Al Huti afirmou que o avião passou por uma revisão geral em maio e que, desde então, tinha efetuado 211 horas de voo. Ele explicou ainda que os aviões da companhia aérea são submetidos a um sistema regular de vigilância da União Europeia.
Passageiros
O vice-presidente de Aviação Civil do Iêmen, Mohammed Abdel-Rahman Abdel Qadir, confirmou que, segundo a lista definitiva, viajavam 75 comorenses no avião, 65 franceses, um canadense e um palestino, além dos onze tripulantes --seis iemenitas, dois marroquinos, uma indonésia, uma filipina e um etíope.
Abdel Qadir afirmou que o Iêmen mandará uma equipe de mergulhadores das forças especiais, esta noite, para ajudar nos trabalhos de resgate. Ele disse ainda que, por enquanto, não tem nenhuma informação sobre o resgate de novos corpos.
Na mesma entrevista coletiva, o diretor de Aviação Civil iemenita, Abdel Jaleq al-Qadi, acusou as autoridades francesas de lançarem uma campanha de desprestígio contra seu país, porque "o Iêmen é um país pequeno, que não tem voz no mundo".

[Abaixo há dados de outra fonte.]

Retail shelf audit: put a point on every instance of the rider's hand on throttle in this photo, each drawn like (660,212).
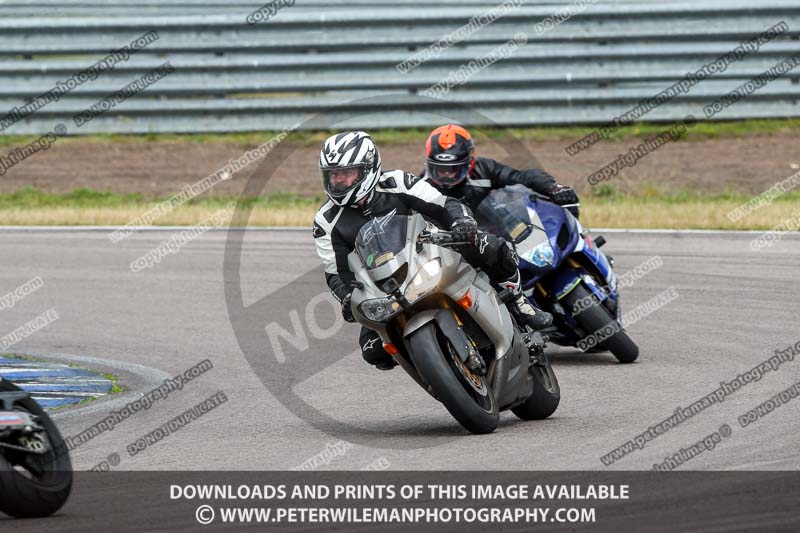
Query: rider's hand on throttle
(464,229)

A Yemenia Airway "é uma companhia que opera de acordo a padrões internacionais, o avião acidentado estava em bom estado técnico, não tinha absolutamente nenhuma imperfeição", disse al-Qadi.
O diretor se referiu às declarações do secretário de Estado de Transportes francês, Dominique Bussereau, que revelou que a Direção Geral de Aviação Civil da França tinha constatado "certos defeitos" no avião.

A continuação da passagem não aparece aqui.